Reference Standard – An Essential Investment to Expedite Development Milestones
There seems no end to the needs and activities competing for precious start-up funds throughout drug development. One need that is often overlooked is for the provision of a certified reference standard. This item can be viewed as a ticket to meet many Development milestones, and facilitates the R&D supply chain.
A Developer does not have a compendial catalogue of standards available for their novel small molecule candidate drug for purchase, so they must source and ensure certification of their reference standard to support the most critical activities, such as:
- GMP Release and Stability testing of API and drug product clinical trial materials
- Execution of GLP toxicology studies
- Analyses of all clinical samples through Development to Registration
Attributes of the Reference Standard:
- Consists of only a few 10s of grams of the API drug candidate active substance
- The standard must be:
- Well characterized (quality, identity, strength, purity) using both QC control and molecular characterization testing methods to comprise the certification data set. The potency must reflect deductions from 100% for moisture and solvent content, ordinary salts, and chemically-related substances (process impurities, degradants). This also must include specificity with respect to solid state morphology, should multiple solid forms be accessible.
- Stable; isolated and stored under controlled temperature and humidity conditions with unique lot identification and handling vs. Research or regular production materials to maintain its identity and integrity as a certified standard.
- The standard can be:
- A sub-lot isolated from a GMP API production batch, a small Research lab lot, or even a lot made using a different synthetic route.
- Re-certified after the identified re-testing date for the API (given available stability information) is reached, with revised potency factor calculated from the quantitative certification data.
- The standard should:
- Be of the highest available purity. Heroic attempts at reaching an arbitrarily high purity factor are not required for a reference standard. What is important is to ensure that the potency factor is accurate, so that consistency in all data evaluations and comparisons where the potency is critical (release and stability for API and drug product, determination of bioavailability, clinical sample blood levels, etc.) is obtained.

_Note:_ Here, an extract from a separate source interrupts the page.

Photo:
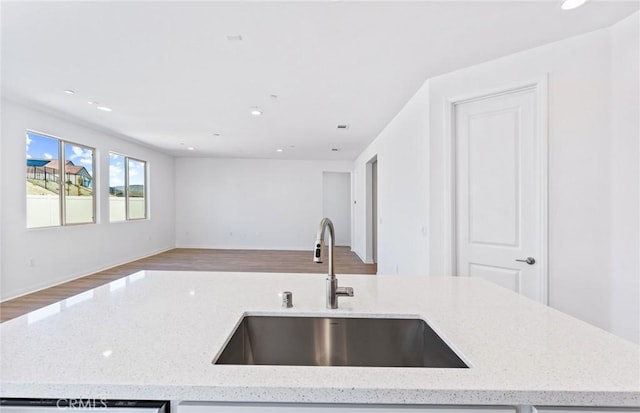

- Be representative of the current API process in terms of impurity profile and scale of manufacturing, so that evolution of the impurity profile and trends in manufacturing variation are more easily revealed.
A Developer should be thinking about securing a supply of API to be dedicated to use as a reference standard when the synthetic process in question is reaching perhaps a 100 gram scale in the lab. If that small scale run is executed according to GMPs and the material is intended for clinical (or GLP tox) uses, then the need for the standard is accelerated. From there, one expects to be making the transition to larger lab/pilot plant glass reactors or fixed plant reactors within a 6 month to 1 year time frame (to make 1 – 5 Kg), given normal Development timelines. GMP batches at these larger scales will obviously also require the availability of the reference standard, so planning to get the reference standard certified as soon as practical given the synthesis scale should be considered.